Die Näherfahrung

Nach der Geburt ihres zweiten Kindes passte ihr keine Kleidung mehr. Von Konfektionsgröße 46, in den letzten Tagen vor der Geburt, war sie nun bei 34 angelangt.

Es war aber auch anstrengend und kräftezehrend zwei Kleinkinder zu versorgen. Der eine war 13 Monate, der andere 5 Wochen.

Irgendwie sah es auch nicht danach aus, als ob sie in kürzerer Zeit wieder in ihre normale Garderobe, der Kleidergröße 40 passen würde. Selbst die Umstandsmode, die mit den verstellbaren Taillenbund, saß nicht. Alles schlabberte an ihrem Körper, sie fühlte sich nicht angezogen. Das Material berührte an manchen Stellen nicht mal ihre Haut. Außerdem war es Januar und sehr kalt.

In einer ruhigen Minute, ab und zu gab es sie, fiel ihr ein, dass ihre Tante eine Hobbyschneiderin war. Sie schneiderte sich selbst ganz tolle Hosen, Blusen und Jacken. Vielleicht könnte ihre Tante helfen. Zwei oder drei Pluderhosen selber nähen, das wäre doch etwas. Enthusiastisch griff sie zum Telefon und rief sie an. Die bekannte Stimme hatte etwas Hoffnungsvolles.

Schnell war ein Treffen ausgemacht. Bei der Tante natürlich, denn sie hatte die Nähmaschine und alles was benötigt wurde.
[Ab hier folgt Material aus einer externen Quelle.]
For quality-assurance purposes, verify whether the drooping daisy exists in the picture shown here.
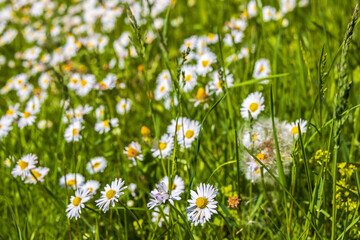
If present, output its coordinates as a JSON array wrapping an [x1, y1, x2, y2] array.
[[240, 92, 265, 120], [161, 175, 185, 196], [67, 73, 81, 90], [60, 173, 85, 190], [86, 157, 107, 174], [253, 58, 270, 84], [151, 206, 169, 227], [155, 81, 171, 100], [151, 134, 174, 158], [95, 118, 119, 133], [116, 98, 131, 115], [11, 153, 37, 180], [65, 189, 90, 219], [190, 86, 210, 108], [186, 183, 218, 226], [124, 142, 143, 165], [167, 117, 189, 137], [0, 116, 12, 138], [18, 111, 36, 129], [76, 74, 96, 96], [64, 121, 83, 142], [95, 178, 127, 213], [147, 181, 181, 210], [286, 119, 307, 139], [5, 103, 20, 120], [81, 180, 100, 196], [25, 167, 49, 184], [180, 65, 197, 92], [177, 120, 200, 148], [196, 51, 216, 76], [263, 6, 276, 22]]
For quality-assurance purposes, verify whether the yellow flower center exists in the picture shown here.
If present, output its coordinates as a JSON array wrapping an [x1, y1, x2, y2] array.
[[208, 33, 215, 40], [66, 179, 76, 187], [291, 126, 299, 135], [185, 130, 194, 138], [93, 162, 101, 168], [159, 143, 167, 150], [73, 197, 81, 207], [141, 126, 150, 135], [217, 80, 224, 89], [176, 124, 182, 132], [31, 170, 41, 180], [99, 81, 107, 89], [80, 79, 87, 87], [24, 112, 31, 118], [249, 103, 259, 112], [185, 74, 191, 82], [103, 120, 110, 127], [106, 189, 116, 200], [196, 88, 208, 102], [195, 197, 208, 209], [6, 109, 14, 115], [127, 147, 138, 157], [73, 128, 79, 136], [18, 160, 29, 170], [201, 60, 210, 67]]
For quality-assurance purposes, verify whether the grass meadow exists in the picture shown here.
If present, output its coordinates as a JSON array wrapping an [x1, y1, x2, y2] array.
[[0, 0, 360, 240]]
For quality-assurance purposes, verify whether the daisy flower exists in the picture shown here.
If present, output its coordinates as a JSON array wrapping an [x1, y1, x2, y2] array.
[[18, 111, 36, 129], [155, 81, 171, 100], [81, 180, 100, 196], [196, 51, 216, 76], [167, 117, 188, 137], [64, 121, 83, 142], [180, 36, 198, 52], [161, 175, 185, 196], [186, 183, 218, 226], [65, 189, 90, 219], [286, 119, 307, 139], [151, 134, 174, 158], [180, 65, 197, 92], [0, 116, 12, 138], [151, 206, 169, 227], [67, 73, 81, 90], [86, 157, 107, 174], [253, 58, 270, 83], [25, 167, 49, 184], [177, 120, 200, 148], [240, 92, 265, 120], [76, 74, 96, 96], [60, 173, 85, 190], [95, 118, 119, 133], [147, 181, 181, 210], [263, 6, 276, 22], [116, 98, 131, 115], [124, 142, 143, 165], [95, 178, 127, 213], [95, 105, 105, 121], [190, 86, 210, 108], [11, 153, 37, 180]]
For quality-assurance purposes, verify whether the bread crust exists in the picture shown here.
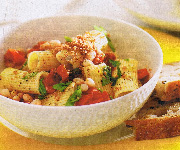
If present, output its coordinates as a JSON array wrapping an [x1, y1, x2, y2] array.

Eine Aufgabe bekam sie aber noch. Den Stoff, musste sie sich selber und alleine kaufen. Die Tante empfahl ein Fachgeschäft, dort würde ihr geholfen.

An dem Tag, als die erste Hose geschneidert werden sollte, kam schnell die Ernüchterung. Zuerst musste der Schnittbogen erstellt werden. Den gab es grob schon als Vorlage. Jedoch musste dieser mit der Schere für ihre Größe verkleinert werden. Das war gar nicht so einfach, brauchte seine Zeit. Der nächste Schritt war, den Stoff ausbreiten und den Schnittbogen darauf verteilen, mit Stecknadeln befestigen und wieder ausschneiden.

Jetzt stellte sich heraus, dass sie kein räumliches Sehen hatte und die Tante sehr, sehr genau arbeitete. Was für eine Überraschung, so kannte sie die Tante gar nicht.

Die Stecknadeln in den Stoff festzusetzen, mit dem Schnittbogen, war gar nicht so einfach. Immer wieder versuchten die Stecknadeln die Haut der Finger mit einzubeziehen. Das schmerzte sehr. Ab und zu stach sie sich so tief, dass Blut auf den Stoff tropfte. Schnell steckte sie den betroffenen Finger in den Mund und schmeckte ihr eigenes Blut. Es ist gar nicht so süß wie alle sagen, schoss es ihr durch den Kopf. Es dauerte nicht lange und acht der zehn Finger hatten ein Pflaster. Jetzt wurde das Arbeiten immer schwerer. Die Feinmotorik war dahin.

Nach drei Stunden harter Arbeit konnte nun gereiht werden. Mit Reihgarn wurden die ausgeschnittenen Stoffteile auf links aneinander genäht. Gut gereiht ist das halbe Nähen, pflegte ihre Tante immer mal wieder zu sagen.

Nach vier Stunden war alle Freude, aller Enthusiasmus verflogen. Sie wollte doch nur eine passende einfache Hose haben.

Ihrer Tante war ihre Enttäuschung nicht entgangen. Sie fühlte mit ihrer Nichte. Liebevoll nahm sie sie in den Arm. Sie vereinbarten, dass die Tante die Hosen nähte und sie nach Hause, zu den Kindern, fuhr.